On thursday we learned about quadratic regression. This is the process to add in x^2 and possible x^3 to see if it makes the residuals line up better.
data(women)
attach(women)
plot(weight~height)
mod<-lm(weight~height)
abline(mod)
res<-residuals(lm(weight~height))
plot(res)
As we can see from the residuals graph the residuals form an smile which is not what we want. We want residuals that more or less center around 0. We can see from the scatterplot of women that there is a slight curvature in the data too which accounts for the smile.
Now we do a f test.
mod<-lm(weight~height)
summary(mod)
##
## Call:
## lm(formula = weight ~ height)
##
## Residuals:
## Min 1Q Median 3Q Max
## -1.7333 -1.1333 -0.3833 0.7417 3.1167
##
## Coefficients:
## Estimate Std. Error t value Pr(>|t|)
## (Intercept) -87.51667 5.93694 -14.74 1.71e-09 ***
## height 3.45000 0.09114 37.85 1.09e-14 ***
## ---
## Signif. codes: 0 '***' 0.001 '**' 0.01 '*' 0.05 '.' 0.1 ' ' 1
##
## Residual standard error: 1.525 on 13 degrees of freedom
## Multiple R-squared: 0.991, Adjusted R-squared: 0.9903
## F-statistic: 1433 on 1 and 13 DF, p-value: 1.091e-14
From the f test we realize that the p value is 1.091e-14, which is a good fit and makes us wonder if we could do better.

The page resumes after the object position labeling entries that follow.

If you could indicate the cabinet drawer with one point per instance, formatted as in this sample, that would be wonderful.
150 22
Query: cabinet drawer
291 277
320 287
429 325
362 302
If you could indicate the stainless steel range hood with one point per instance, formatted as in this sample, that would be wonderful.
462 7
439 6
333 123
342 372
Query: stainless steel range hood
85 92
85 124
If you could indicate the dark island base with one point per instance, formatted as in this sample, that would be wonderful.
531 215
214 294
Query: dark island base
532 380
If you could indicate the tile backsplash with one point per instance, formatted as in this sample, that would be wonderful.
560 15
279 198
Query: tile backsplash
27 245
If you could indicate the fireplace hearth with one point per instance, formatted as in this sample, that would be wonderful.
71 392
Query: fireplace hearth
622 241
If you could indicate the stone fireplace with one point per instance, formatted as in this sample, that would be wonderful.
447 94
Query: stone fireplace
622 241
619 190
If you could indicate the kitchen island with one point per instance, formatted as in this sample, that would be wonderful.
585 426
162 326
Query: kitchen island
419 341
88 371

To see if x^2 will make it better we add I(height^2) to the linear model
mod2 = lm(weight ~ height + I(height^2))
summary(mod2)
##
## Call:
## lm(formula = weight ~ height + I(height^2))
##
## Residuals:
## Min 1Q Median 3Q Max
## -0.50941 -0.29611 -0.00941 0.28615 0.59706
##
## Coefficients:
## Estimate Std. Error t value Pr(>|t|)
## (Intercept) 261.87818 25.19677 10.393 2.36e-07 ***
## height -7.34832 0.77769 -9.449 6.58e-07 ***
## I(height^2) 0.08306 0.00598 13.891 9.32e-09 ***
## ---
## Signif. codes: 0 '***' 0.001 '**' 0.01 '*' 0.05 '.' 0.1 ' ' 1
##
## Residual standard error: 0.3841 on 12 degrees of freedom
## Multiple R-squared: 0.9995, Adjusted R-squared: 0.9994
## F-statistic: 1.139e+04 on 2 and 12 DF, p-value: < 2.2e-16
The p value of this is lower so we keep it now we look at its residuals.
res<-residuals(lm(weight~height+ I(height^2)))
plot(res)
They are better than before but still a little off so we add I(height^3) too.
mod3 = lm(weight ~ height + I(height^2)+I(height^3))
res<-(residuals(mod3))
plot(res)
summary(mod3)
##
## Call:
## lm(formula = weight ~ height + I(height^2) + I(height^3))
##
## Residuals:
## Min 1Q Median 3Q Max
## -0.40677 -0.17391 0.03091 0.12051 0.42191
##
## Coefficients:
## Estimate Std. Error t value Pr(>|t|)
## (Intercept) -8.967e+02 2.946e+02 -3.044 0.01116 *
## height 4.641e+01 1.366e+01 3.399 0.00594 **
## I(height^2) -7.462e-01 2.105e-01 -3.544 0.00460 **
## I(height^3) 4.253e-03 1.079e-03 3.940 0.00231 **
## ---
## Signif. codes: 0 '***' 0.001 '**' 0.01 '*' 0.05 '.' 0.1 ' ' 1
##
## Residual standard error: 0.2583 on 11 degrees of freedom
## Multiple R-squared: 0.9998, Adjusted R-squared: 0.9997
## F-statistic: 1.679e+04 on 3 and 11 DF, p-value: < 2.2e-16
The p value is the same but the res are even more center at 0 so we keep it.
We also learned Multicollinearity which is when the predictors are correlated. It inflates our standard errors and makes our estimaters unstable. we can test this by using the r code cor(data[1],data[2]). If the number resulting from this is high the data is correlated.